Während sie gefühlt den halben Kaffee auf dem frischen weißen Tischtuch verteilte und ihre Mutter ihrer Tochter besorgt auf den Rücken klopfte, bis diese wieder Luft bekam und sich von diese Aussage erholt hatte, ergriff Filip wieder das Wort. "Nein Aneta ist nicht schwanger.  Was wir euch eigentlich mitteilen wollten ist, dass wir uns scheiden lassen. Also wir haben vorhin die Scheidungspapiere abgegeben und warten jetzt nur noch auf die amtliche Bestätigung", hatte Filip nun die Bombe zum Platzen gebracht. Sofort herrschte wieder diese unangenehme Stille und es folgte einige Minuten Schweigen, während alle Anwesenden das Gesagte erstmal verdauen musste. Unterdessen warf Filip Aneta einen besorgten Blick zu, die nach ihren Hustenanfall noch immer knallrot war, sich jedoch langsam wieder beruhigt hatte. Sie gab ihm zu verstehen, dass es wieder ging. Erleichtert atmete Filip auf. Doch das war noch der einfachere Schritt gewesen. Der schwere würde noch folgen. Doch er wollte erstmal warten, wie sie auf den ersten Schock reagierten, bevor er sie mit dem zweiten überollen würde.

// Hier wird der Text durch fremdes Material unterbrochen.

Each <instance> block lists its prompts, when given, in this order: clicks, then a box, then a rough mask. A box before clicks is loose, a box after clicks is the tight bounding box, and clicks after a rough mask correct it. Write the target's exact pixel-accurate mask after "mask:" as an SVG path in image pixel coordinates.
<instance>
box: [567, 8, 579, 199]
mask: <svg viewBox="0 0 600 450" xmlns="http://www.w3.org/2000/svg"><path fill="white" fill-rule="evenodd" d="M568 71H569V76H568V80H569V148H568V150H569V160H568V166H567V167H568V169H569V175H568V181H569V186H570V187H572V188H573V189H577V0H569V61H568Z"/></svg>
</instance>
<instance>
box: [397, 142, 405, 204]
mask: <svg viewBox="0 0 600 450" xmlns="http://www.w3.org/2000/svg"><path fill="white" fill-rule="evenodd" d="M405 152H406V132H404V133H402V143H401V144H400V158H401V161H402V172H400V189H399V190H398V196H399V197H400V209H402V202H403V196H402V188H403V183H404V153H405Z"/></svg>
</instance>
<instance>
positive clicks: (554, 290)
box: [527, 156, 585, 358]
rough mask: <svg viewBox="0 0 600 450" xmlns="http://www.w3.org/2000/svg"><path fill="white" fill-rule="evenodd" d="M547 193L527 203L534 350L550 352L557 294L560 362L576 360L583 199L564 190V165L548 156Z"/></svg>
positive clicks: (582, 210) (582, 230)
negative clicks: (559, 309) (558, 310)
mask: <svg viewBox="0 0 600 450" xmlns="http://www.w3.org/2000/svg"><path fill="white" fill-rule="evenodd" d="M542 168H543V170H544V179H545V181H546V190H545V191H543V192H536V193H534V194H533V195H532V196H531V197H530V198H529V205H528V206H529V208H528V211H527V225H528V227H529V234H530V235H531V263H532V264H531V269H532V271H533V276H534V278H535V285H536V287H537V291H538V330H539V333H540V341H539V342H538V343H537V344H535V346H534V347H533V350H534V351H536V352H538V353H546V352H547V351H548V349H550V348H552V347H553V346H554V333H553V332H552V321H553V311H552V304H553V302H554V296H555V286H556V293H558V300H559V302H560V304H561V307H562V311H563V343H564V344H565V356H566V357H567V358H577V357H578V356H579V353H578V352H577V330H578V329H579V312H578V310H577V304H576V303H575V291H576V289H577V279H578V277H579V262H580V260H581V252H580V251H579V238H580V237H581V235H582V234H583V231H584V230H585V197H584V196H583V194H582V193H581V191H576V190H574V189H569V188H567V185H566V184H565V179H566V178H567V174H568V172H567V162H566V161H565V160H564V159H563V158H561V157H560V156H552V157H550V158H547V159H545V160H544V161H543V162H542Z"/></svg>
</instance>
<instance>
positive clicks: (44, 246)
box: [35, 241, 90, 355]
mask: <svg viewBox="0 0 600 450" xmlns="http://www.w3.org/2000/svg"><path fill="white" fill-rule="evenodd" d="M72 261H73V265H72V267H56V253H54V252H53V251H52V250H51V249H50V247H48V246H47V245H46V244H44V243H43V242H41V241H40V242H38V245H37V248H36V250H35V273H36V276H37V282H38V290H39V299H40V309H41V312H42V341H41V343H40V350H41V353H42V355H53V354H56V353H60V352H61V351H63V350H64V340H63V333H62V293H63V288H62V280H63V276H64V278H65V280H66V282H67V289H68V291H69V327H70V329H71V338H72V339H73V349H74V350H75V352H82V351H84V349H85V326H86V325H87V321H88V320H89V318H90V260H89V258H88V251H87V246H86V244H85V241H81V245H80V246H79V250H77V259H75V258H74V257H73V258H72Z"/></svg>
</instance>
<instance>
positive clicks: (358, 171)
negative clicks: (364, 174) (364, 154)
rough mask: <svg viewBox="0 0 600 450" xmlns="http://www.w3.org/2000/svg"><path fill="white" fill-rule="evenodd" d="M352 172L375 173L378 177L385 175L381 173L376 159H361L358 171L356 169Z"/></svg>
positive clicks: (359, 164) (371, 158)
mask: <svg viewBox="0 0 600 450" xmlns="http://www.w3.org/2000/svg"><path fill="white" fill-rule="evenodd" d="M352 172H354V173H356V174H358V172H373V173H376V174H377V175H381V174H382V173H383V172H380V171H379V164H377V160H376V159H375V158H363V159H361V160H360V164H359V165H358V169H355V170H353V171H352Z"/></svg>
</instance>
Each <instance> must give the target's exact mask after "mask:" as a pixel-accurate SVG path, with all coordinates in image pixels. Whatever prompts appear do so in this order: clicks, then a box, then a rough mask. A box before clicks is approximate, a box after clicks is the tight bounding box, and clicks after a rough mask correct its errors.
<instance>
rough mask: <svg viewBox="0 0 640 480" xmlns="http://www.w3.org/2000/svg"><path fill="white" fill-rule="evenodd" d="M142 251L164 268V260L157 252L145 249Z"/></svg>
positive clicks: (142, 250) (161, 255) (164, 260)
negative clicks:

Auf die Stille folgte wildes Durcheinenadergerede, in welchen es den beiden schwerfiel den Überblick zu behalten:

"Aber wieso? Ihr ward doch immer das perfekte Paar?",kam es entsetzt von Filips Mutter, die noch immer kreidebleich war, dass Filip sich Sorgen machte, sie würde einen Herzinfarkt bekommen, wenn er ihnen jetzt noch eröffnen würde, dass er schwul ist. "Was ist vorgefallen?", wollte Anetas Mutter sofort von ihrer Tochter wissen und musterte diese besorgt. "Wer hat wen betrogen?", kam es sofort von seinem Vater, während Anetas Vater, der Ansicht war, dass egal was vorgefallen wäre, es doch bestimmt Wege gäbe, die Sache anders zu klären. "Würdet ihr uns mal die Gelegenheit geben, die Sache zu erklären?", verschaffte sich Aneta Gehör, der die Spekulationen der Beteiligten nun echt auf den Zeiger ging. "Wir waren nie das perfekte Paar. Dass alles hier, hat genau an diesem Ort vor etwa achtzehn Jahren mit einer Lüge begonnen", sprang nun Aneta ein, um etwas von der Last, die auf Filips Schultern ruhte, abzunehmen. Und auf einmal hatte sie ihm die perfekte Überleitung parat gelegt. "Ihr erinnert euch sicher noch daran, dass ich damals gesagt habe, dass ich Aneta nicht heiraten kann. Der Grund wieso ich Aneta niemals hätte heiraten dürfen ist, weil ich schwul bin", sprach Filip nun die Worte aus, die ihm so schwergefallen waren auszusprechen. Sobald er diese drei Worte entlockt hatte spürte er einerseits wie die Angst vor ihrer Reaktion durch seinen Körper fuhr, anderenseits spürte er auch etwas was von ihm abfiel. Eine gewisse Erleichterung machte sich in ihm breit. Es war eine gewisse Befreiung. Er spürte wie die Schutzmauer hinter der er sich immer versteckt hatte, in sich zusammenzufallen schien. In diesem Moment hatte er das Gefühl, dass er zum ersten Mal, der Filip Jicha war, den er bereits immer hätte sein können. Er hatte diese Maske, die er jahrelang getragen hatte, um sein wahres Ich zu verstecken, abgelegt und nun kam endlich das wahre Ich ans Licht.